Paramount-2014Paramount just announced they are going to stop distributing film as film, they are going all digital, as of… NOW. The first studio to jettison an art form of a hundred years standing. I weep. And not because I have hideous allergies that require two forms of eye drops and antihistamines, I weep for lost beauty. There is nothing like FILM.

26 Comments »

  1. Would that be film, or fillum? Kidding aside, like the LED light bulb, they have some work to do to get this right. Compact fluorescents, anyone? It’s all about the light, the quality of the light, the subtlety. Technicolor Kodachrome grain pixels and the cloud. Glass acetate plastic and a SIM card. The second coming of three D. A fevered dream of Harpo’s harp and Chico’s piano swirling around Dooley Wilson, and Stanley waiting for a streetcar. Clang clang went the Tin Man. And your little dog, too. If you let anything happen to him, you’ll never wag that tail again. Good night Gracie.

    • I think you’ve hit the nail on the head, David. It doesn’t look right, and instead of developing the medium to a point where it does have the latitude, depth, and mystery of film, they just gone immediately for what is cheaper.

  2. You are a bearer of bad news. I remember when the world went digital and stopped using SLR cameras. Fifteen years later, I still miss processing my film in the darkroom. Will this be how we all feel about film at the movies? I’ve just recently fell in love with vinyl records again. After a 30 year hiatus. So it will be with film in movies. A nostalgic “I remember when”. I’ll be waiting for the revival.
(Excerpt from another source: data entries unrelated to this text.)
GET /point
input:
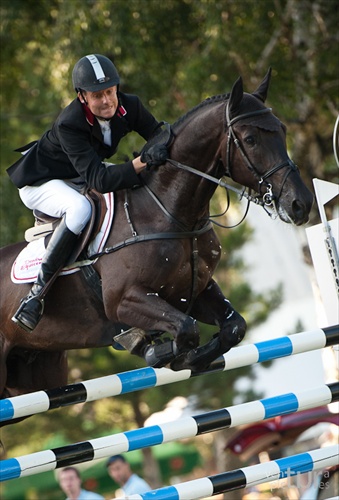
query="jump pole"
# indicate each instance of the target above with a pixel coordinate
(145, 378)
(188, 427)
(246, 477)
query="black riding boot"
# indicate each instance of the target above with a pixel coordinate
(57, 253)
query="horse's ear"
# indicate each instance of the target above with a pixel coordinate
(261, 92)
(236, 95)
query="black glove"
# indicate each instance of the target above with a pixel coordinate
(156, 155)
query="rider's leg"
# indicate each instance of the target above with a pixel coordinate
(56, 199)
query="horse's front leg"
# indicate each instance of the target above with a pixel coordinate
(145, 310)
(211, 307)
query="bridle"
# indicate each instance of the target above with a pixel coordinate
(268, 197)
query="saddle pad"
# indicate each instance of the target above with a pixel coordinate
(27, 264)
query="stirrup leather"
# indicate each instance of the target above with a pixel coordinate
(29, 313)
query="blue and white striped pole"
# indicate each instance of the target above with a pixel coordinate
(246, 477)
(188, 427)
(145, 378)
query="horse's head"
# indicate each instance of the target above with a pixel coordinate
(255, 154)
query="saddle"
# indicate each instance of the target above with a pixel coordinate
(44, 224)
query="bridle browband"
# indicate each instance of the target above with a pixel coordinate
(268, 197)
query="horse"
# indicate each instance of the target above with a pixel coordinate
(157, 270)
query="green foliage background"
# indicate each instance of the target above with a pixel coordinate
(173, 54)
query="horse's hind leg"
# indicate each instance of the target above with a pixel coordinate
(211, 307)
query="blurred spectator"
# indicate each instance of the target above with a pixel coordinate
(70, 483)
(120, 471)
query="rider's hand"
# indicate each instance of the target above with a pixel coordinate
(156, 155)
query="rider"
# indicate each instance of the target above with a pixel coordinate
(54, 172)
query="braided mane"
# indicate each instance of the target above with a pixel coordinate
(206, 102)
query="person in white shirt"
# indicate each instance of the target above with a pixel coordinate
(120, 471)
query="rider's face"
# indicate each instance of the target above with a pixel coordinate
(102, 103)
  3. As a photographer for the past 54 years, I still miss film, very much. You were a better photographer because you had to get it right on film, no two ways about. The chrome photographers were even better, they had to get it perfect!!! Those were the days my friend, those were the days.
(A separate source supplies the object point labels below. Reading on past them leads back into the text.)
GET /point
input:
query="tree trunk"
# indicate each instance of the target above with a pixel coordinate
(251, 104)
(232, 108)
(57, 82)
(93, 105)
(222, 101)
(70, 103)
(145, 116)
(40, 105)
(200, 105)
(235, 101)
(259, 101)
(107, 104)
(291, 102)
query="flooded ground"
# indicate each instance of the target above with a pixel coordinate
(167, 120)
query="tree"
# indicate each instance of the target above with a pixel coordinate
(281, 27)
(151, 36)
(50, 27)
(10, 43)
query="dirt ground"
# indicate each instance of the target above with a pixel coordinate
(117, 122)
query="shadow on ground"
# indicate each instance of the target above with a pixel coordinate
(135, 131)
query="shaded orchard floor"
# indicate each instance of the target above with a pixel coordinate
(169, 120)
    • I was at a photo shoot not long ago and with the shutter going off in fully automated mode, and the photographer generating thousands of images, I wondered where the innate eye was, and the wisdom of self-editing… Cheers to you for being trained old school!
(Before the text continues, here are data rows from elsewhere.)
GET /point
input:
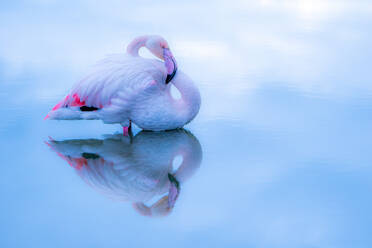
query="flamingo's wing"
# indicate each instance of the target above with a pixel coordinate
(112, 87)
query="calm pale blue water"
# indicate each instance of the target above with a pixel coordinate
(285, 128)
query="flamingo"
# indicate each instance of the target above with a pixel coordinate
(126, 88)
(140, 171)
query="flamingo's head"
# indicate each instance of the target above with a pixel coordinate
(160, 48)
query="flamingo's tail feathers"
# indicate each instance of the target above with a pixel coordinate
(72, 108)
  4. When I read this I got so depressed even though I knew it was coming. For me the thing with film is that it is ALIVE, there’s a texture, a tactility, a – as I say – *Life* to it, it *breathes*. The buzzword of the past ten years or so is “real” but that’s always seemed to me an odd aim, and the notion that HD and digital is more “real” with all its “color grading” nonsense and its 1s and 0s is demonstrably fallacious. Look at the works of painters from Rembrandt to Millais to Monet, is their work *entirely* “real”? No. Is it beautiful? Yes. It’s the same with film and technicolor or what have you. There’s a Beauty, a richness, an artistry with film that digital for all its “gosh- wow!” factor doesn’t have. To digress it’s worth noting the most irritating gimmick of recent years, one that has plagued cinema – and television – all in the name of “realism”, the “shakycam”, washed-out look, consciously poor shifting framing and sudden-zoom-and-refocus-for-NO-REASON, while a variant this was a deliberate and effective artistic choice in the early seasons of Homicide it’s a pointless abomination when used in movies and shows that aren’t even a little faux documentary in approach; it’s done because others do it and because it carries with it the illusory notion of realism, in which case presumably Chinatown would have looked better shot on a cameraphone. (see the films of Robert Altman for someone who *really knew what he was doing with a febrile shooting style*) Digression ends!
    The switch to digital isn’t occuring because it’s *better* in all ways but merely – as you so rightly say Vickie – because it’s cheap and *because, god forbid, any thought be given to the medium*. Isn’t about “progress”, it’s about “groupthink” but thankfully as this thread shows not everyone’s a sucker! 🙂

  5. I like both digital and film for different reasons. That being said, I do miss the feel of film and don’t wish it to disappear altogether.

    I remember watching The Shawshank Redemption last year and noticing, really for the first time, the difference between digital and film. Shawshank was rough and it had more flaws. Digital is shiny. Digital is a bright, white I-Pod. Now, I like shiny, and I like shiny. But if rough goes away, we’ve lost a certain texture and are left with one less option to help tell a story. With growing technologies, we should be giving ourselves more options. Not less.

    This may not sadden me as much as others, but it still makes me frown.

  6. Reblogged this on The Artistic Packrat and commented:
    I like both digital and film for different reasons.That being said, I do miss the feel of film and don’t wish it to disapear altogether.

    I remember watching The Shawshank Redemption last year and noticing, really for the first time, the difference between digital and film. Shawshank was more rough and it had more flaws. Digital is shiny. Digital is a bright, white perfect I-Pod. Now, I like shiny and I like rough. But if rough goes away, we’ve lost a certain texture and are left with one less tool to help tell a story. With growing technologies, we should be giving ourselves more options. Not less.

    This may not sadden me as much as others, but it still makes me frown.